When I was writing my book, Knowing Your Value, about women getting paid what they’re worth, Sandberg told me, “A lot of getting ahead in the workplace has to do with being willing to raise your hand, having the confidence to say ‘I want that job, or I see that problem and I’m going to fix it.’” And, she noted, women don’t raise their hands like men do, sometimes literally. She recalled the time she gave a talk to a few hundred Facebook employees about owning your own success. At the end of the talk she told the audience she had time to take a couple of questions. After answering two more questions, hands were still waving so she continued to call on people. When she returned to her desk a young woman was waiting for her. Sandberg asked if she had learned anything from the talk, and the woman said, “I learned to keep my hand up.” She continued, “After you answered those last two questions all the women put their hands down. The men kept their hands up and you took more questions.” That proved Sandberg’s point; men get more opportunities in the workplace because they keep their hands up.
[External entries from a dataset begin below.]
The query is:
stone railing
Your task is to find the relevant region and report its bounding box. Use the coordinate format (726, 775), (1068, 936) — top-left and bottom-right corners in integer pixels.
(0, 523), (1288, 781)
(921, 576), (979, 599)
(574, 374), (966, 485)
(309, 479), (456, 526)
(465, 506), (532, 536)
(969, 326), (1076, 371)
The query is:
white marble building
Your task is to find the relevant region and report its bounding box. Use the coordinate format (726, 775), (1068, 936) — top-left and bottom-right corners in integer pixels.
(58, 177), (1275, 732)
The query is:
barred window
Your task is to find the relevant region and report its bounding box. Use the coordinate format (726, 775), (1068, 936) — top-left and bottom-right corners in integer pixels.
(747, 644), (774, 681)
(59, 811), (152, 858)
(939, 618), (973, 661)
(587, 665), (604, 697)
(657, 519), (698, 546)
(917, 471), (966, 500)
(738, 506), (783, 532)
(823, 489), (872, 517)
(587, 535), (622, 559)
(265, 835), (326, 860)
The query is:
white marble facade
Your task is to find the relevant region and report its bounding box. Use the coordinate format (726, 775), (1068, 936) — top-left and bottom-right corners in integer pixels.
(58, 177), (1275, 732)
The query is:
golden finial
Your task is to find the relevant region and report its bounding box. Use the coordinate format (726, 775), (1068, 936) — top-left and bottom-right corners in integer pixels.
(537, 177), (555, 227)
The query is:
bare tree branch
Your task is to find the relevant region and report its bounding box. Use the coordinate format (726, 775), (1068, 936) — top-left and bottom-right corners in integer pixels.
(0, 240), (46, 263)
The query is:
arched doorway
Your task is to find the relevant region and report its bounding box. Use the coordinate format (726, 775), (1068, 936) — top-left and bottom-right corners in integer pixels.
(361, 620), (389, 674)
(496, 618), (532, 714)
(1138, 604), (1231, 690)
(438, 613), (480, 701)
In Lean In she argues that women must stop “being hindered by barriers within ourselves … by pulling back when we should be leaning in.” Sandberg sees a “leadership ambition gap” and notes that in the U.S. women earn more than half the college degrees, yet women hold only 14 percent of executive officer positions, and only a meager 21 of Fortune 500 CEOS are women. One of the reasons, she believes, for this situation is that women compromise career goals for “partners and children who may not even exist yet” by leaning back, not seeking new jobs, promotions, or more responsibility as they anticipate having a family. She tells young women: “Don’t leave before you leave. Don’t enter the workforce already looking for an exit. Don’t put on the brakes. Accelerate. Keep a foot on the gas pedal until a decision must be made. That’s the only way to ensure that when that day comes, there will be a real decision to make.”
When children do come, Sandberg says make your partner a real partner. Establish a relationship that recognizes that chores and parenting are split 50/50 by two capable partners. “If he gets up to deal with the diaper before being asked, she should smile even if he puts the diaper on the baby’s head. Over time, if he does things his way, he’ll find the correct end.”
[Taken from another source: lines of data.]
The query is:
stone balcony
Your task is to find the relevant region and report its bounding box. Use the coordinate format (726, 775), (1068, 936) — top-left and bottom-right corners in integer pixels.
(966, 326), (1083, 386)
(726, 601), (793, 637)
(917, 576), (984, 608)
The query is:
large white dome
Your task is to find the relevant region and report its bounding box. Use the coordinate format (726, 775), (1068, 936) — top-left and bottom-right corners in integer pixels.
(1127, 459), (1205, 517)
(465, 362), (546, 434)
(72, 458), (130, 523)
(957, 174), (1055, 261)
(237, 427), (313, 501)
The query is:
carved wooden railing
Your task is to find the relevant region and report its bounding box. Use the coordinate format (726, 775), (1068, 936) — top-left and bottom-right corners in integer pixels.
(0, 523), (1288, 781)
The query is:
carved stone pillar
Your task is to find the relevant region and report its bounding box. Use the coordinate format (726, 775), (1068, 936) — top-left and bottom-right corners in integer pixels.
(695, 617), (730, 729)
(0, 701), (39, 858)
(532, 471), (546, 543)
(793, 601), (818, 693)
Some other good advice from Sandberg: invest in child care early in your career even if it seems you are only breaking even, because it will pay off later when your earnings are higher. When my second daughter, Carlie, was just 4 months old, I was skimping on child care, thinking I couldn’t afford it. But I grew so exhausted working an overnight shift at CBS News that one terrible day, when I was spent and distracted, I tumbled down a flight of stairs with Carlie in my arms. The doctors in the emergency room whispered about spinal cord damage, but we got lucky and Carlie recovered completely from a broken leg. I could have left my job, determined to be a full-time, stay-at-home mom, but it would have been difficult to come back. Instead I spent nearly all my salary after taxes on the right child care, kept my career on track, and gave myself the ability to spend quality time with my girls and my husband.
Sandberg advises women to “sit at the table,” become more efficient at work, avoid unnecessary sacrifice, and accept what another poster at Facebook suggests, “Done is better than perfect.” You can choose to dismiss her as a privileged woman or take her advice as someone (like me) who has struggled along the way, and accept Sandberg’s clarion call: “We must decide that true equality is long overdue and will be achieved only when more women rise to the top of every government and every industry. Then we have to do the hard work of getting there.” Men and women have to work together, and “instead of ignoring our differences, we need to accept and transcend them.” Leaning in is the first step.